SAGDA: Achieving $\mathcal{O}(ε^{-2})$ Communication Complexity in Federated Min-Max Learning

October 02, 2022 · Declared Dead · 🏛 NeurIPS 2022

"No code URL or promise found in abstract"

Evidence collected by the PWNC Scanner

Authors Haibo Yang, Zhuqing Liu, Xin Zhang, Jia Liu arXiv ID 2210.00611 Category cs.LG: Machine Learning Cross-listed cs.AI Citations 0 Venue NeurIPS 2022 Last Checked 4 months ago

Abstract

To lower the communication complexity of federated min-max learning, a natural approach is to utilize the idea of infrequent communications (through multiple local updates) same as in conventional federated learning. However, due to the more complicated inter-outer problem structure in federated min-max learning, theoretical understandings of communication complexity for federated min-max learning with infrequent communications remain very limited in the literature. This is particularly true for settings with non-i.i.d. datasets and partial client participation. To address this challenge, in this paper, we propose a new algorithmic framework called stochastic sampling averaging gradient descent ascent (SAGDA), which i) assembles stochastic gradient estimators from randomly sampled clients as control variates and ii) leverages two learning rates on both server and client sides.
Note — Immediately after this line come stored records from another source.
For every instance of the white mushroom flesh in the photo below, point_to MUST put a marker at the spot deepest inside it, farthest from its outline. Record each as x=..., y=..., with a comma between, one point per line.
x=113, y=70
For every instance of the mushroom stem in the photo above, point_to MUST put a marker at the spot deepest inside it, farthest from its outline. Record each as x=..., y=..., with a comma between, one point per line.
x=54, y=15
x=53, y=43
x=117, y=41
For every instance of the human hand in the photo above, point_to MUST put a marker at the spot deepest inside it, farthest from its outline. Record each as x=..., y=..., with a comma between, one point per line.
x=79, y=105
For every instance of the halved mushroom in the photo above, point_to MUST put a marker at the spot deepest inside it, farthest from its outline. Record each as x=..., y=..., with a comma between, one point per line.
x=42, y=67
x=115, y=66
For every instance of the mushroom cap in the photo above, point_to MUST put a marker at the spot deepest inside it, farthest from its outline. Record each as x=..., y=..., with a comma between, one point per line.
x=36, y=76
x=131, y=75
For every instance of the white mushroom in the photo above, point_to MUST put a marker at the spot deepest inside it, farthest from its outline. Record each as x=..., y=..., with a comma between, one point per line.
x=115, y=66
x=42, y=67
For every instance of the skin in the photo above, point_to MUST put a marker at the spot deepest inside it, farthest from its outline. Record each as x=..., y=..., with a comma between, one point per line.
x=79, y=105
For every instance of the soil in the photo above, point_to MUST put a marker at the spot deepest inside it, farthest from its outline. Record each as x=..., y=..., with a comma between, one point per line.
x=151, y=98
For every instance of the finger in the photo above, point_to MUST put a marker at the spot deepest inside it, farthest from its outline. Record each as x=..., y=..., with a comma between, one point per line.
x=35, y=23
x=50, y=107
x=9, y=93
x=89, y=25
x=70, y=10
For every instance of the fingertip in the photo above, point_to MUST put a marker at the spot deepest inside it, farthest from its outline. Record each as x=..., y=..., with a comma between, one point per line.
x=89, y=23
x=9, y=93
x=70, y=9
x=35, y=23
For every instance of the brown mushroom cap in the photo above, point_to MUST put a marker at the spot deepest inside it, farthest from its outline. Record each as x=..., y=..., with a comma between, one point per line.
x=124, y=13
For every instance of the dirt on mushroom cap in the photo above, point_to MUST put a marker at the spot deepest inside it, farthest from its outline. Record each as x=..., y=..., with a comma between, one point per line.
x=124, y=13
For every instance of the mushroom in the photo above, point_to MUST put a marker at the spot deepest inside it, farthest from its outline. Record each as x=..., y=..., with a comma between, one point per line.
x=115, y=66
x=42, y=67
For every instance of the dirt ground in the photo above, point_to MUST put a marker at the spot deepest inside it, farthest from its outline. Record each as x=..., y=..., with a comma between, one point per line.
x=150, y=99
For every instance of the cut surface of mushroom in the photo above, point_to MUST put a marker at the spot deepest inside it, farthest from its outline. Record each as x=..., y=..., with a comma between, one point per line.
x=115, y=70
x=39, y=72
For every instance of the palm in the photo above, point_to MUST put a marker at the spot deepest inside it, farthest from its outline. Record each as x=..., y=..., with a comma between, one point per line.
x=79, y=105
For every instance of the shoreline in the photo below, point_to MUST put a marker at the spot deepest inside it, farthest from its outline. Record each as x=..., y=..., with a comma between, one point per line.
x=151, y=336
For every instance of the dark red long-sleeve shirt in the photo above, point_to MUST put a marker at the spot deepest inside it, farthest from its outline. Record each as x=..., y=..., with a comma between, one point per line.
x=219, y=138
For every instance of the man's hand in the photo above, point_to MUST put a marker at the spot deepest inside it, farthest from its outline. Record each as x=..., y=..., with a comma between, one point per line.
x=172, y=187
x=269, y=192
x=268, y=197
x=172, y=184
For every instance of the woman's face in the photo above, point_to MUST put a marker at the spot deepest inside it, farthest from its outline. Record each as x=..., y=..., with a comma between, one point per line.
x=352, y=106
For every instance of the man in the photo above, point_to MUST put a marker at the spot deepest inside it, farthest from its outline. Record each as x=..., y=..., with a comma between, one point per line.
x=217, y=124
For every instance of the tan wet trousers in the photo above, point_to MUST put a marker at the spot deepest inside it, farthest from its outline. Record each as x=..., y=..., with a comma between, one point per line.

We show that SAGDA achieves a linear speedup in terms of both the number of clients and local update steps, which yields an $\mathcal{O}(ε^{-2})$ communication complexity that is orders of magnitude lower than the state of the art. Interestingly, by noting that the standard federated stochastic gradient descent ascent (FSGDA) is in fact a control-variate-free special version of SAGDA, we immediately arrive at an $\mathcal{O}(ε^{-2})$ communication complexity result for FSGDA. Therefore, through the lens of SAGDA, we also advance the current understanding on communication complexity of the standard FSGDA method for federated min-max learning.